Sustainable Consumption, Lifestyles and ‘Responsible Consumers’
Anne Marchand and Stuart Walker
PhD Student and Professor/ Associate Dean and University of Calgary, Faculty of Environmental Design
Voluntary Simplicity (or simple living), which might be considered a
movement, is an attempt to achieve a better quality of life by minimizing the detrimental
impacts of our ways of living on both the human and natural environments. Inspired by ecofeminism,
Buddhism, Taoism, and authors in the tradition of Thoreau, it “[…] represents one outcome of the
culture of cynicism that has grown up in response to a materialist culture that emphasizes superficial
meanings” (Murray, 2002).
According to Burch (2003), the main characteristics of Voluntary
Simplicity (VS) include:
• the rejection of a culture of consumption;
• a search for autonomy based on a social conscience;
• the revision of consumption choices and a preference for more
ecological modes;
• taking a conscious approach to life rather than adopting impulsive
and unconscious behaviour;
• consciousness of a spiritual life.
For instance, as Craig-Lees and Hill (2002) wrote, voluntary simplicity
lifestyles “[…] can include city dwellers who make an effort to curb their
consumption, executives who refuse a promotion (and the associated
increased income) in order to spend more time with family and friends, or
people who move to rural areas in an attempt to adopt a totally self-sufficient life-style”.
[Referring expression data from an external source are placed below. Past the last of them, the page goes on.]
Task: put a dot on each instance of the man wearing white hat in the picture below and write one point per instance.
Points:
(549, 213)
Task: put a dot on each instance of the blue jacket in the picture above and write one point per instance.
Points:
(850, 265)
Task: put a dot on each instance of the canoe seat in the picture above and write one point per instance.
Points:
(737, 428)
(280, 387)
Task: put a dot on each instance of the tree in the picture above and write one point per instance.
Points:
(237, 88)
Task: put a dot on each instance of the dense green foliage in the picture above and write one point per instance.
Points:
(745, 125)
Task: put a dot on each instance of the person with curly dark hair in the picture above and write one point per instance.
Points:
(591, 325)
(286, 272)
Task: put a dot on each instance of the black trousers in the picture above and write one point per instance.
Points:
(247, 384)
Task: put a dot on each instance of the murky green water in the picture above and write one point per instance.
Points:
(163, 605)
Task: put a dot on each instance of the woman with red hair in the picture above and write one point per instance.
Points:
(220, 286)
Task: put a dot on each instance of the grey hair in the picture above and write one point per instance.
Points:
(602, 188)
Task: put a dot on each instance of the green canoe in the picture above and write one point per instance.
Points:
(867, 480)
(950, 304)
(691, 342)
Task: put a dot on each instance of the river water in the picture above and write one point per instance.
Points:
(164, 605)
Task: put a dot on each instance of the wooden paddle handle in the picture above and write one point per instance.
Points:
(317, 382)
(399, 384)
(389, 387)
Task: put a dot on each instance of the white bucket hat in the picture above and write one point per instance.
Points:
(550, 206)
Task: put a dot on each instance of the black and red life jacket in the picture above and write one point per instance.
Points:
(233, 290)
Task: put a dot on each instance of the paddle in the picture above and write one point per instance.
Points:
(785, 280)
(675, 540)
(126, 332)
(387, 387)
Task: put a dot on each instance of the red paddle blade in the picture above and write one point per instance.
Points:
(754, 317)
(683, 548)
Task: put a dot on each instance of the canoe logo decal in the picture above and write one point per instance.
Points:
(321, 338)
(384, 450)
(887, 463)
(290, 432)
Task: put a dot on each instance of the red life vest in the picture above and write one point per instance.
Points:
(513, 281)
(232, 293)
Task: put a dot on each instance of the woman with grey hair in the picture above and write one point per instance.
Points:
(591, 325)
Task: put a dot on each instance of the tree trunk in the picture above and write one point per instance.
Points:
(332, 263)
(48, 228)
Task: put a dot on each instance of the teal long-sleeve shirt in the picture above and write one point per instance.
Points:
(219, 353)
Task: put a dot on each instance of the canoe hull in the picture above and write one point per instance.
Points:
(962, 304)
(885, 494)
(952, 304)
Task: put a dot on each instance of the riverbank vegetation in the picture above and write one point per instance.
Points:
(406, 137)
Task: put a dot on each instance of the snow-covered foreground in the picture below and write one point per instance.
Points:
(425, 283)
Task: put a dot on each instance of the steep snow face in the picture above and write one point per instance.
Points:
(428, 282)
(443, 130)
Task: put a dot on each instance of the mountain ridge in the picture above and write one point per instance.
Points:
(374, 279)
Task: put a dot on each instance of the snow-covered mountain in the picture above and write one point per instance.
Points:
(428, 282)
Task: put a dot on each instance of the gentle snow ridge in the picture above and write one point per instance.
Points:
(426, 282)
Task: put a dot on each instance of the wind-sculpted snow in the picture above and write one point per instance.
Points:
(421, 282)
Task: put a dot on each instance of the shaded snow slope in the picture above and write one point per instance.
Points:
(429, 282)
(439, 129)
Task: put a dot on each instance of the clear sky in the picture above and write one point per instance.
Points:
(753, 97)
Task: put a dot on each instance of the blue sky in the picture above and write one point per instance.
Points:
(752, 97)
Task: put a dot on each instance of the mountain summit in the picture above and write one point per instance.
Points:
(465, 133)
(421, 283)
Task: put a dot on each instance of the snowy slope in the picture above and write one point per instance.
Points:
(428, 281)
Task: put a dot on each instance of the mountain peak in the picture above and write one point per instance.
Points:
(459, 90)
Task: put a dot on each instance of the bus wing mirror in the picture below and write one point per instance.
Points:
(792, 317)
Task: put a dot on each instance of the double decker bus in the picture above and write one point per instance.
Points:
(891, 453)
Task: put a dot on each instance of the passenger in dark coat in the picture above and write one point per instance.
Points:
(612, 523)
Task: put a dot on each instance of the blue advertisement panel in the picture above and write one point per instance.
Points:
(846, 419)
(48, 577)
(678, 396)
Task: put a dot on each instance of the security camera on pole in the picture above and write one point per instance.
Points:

Duane Elgin, author of Voluntary Simplicity (1981), from which the
movement took its name, and Arnold Mitchell have described voluntary
simplicity by suggesting what it is not (Elgin, Mitchell, 2003). They
emphasise that VS in not a social movement confined to the United States
and that it should neither be equated with a back-to-nature movement nor
with poverty. Elgin and Mitchell add that although VS surely traces some of
its contemporary heritage from the counterculture movement of the 1960s,
its present constituency is certainly not limited to that group.
With regard to sustainability, Shaw and Newholm (2002) assert that the
ethical, social and environmental values promoted by voluntary simplicity
represent one possible path towards sustainable consumption patterns and
lifestyles. Other authors such as Reisch & Scherhorn (1999), De Graaf et al.
(2001), Maniates (2002) and Etzioni (2003) see in the VS philosophy a
direct response to consumer culture and a movement that holds lessons for a more viable, sustainable society.
Available
http://www.score-network.org/files//548_Proceedings_SCORE_WS1_20060428.pdf
In the paper, they go on to discuss how this has now become a marketing hook, where a product is sold on the values of VS.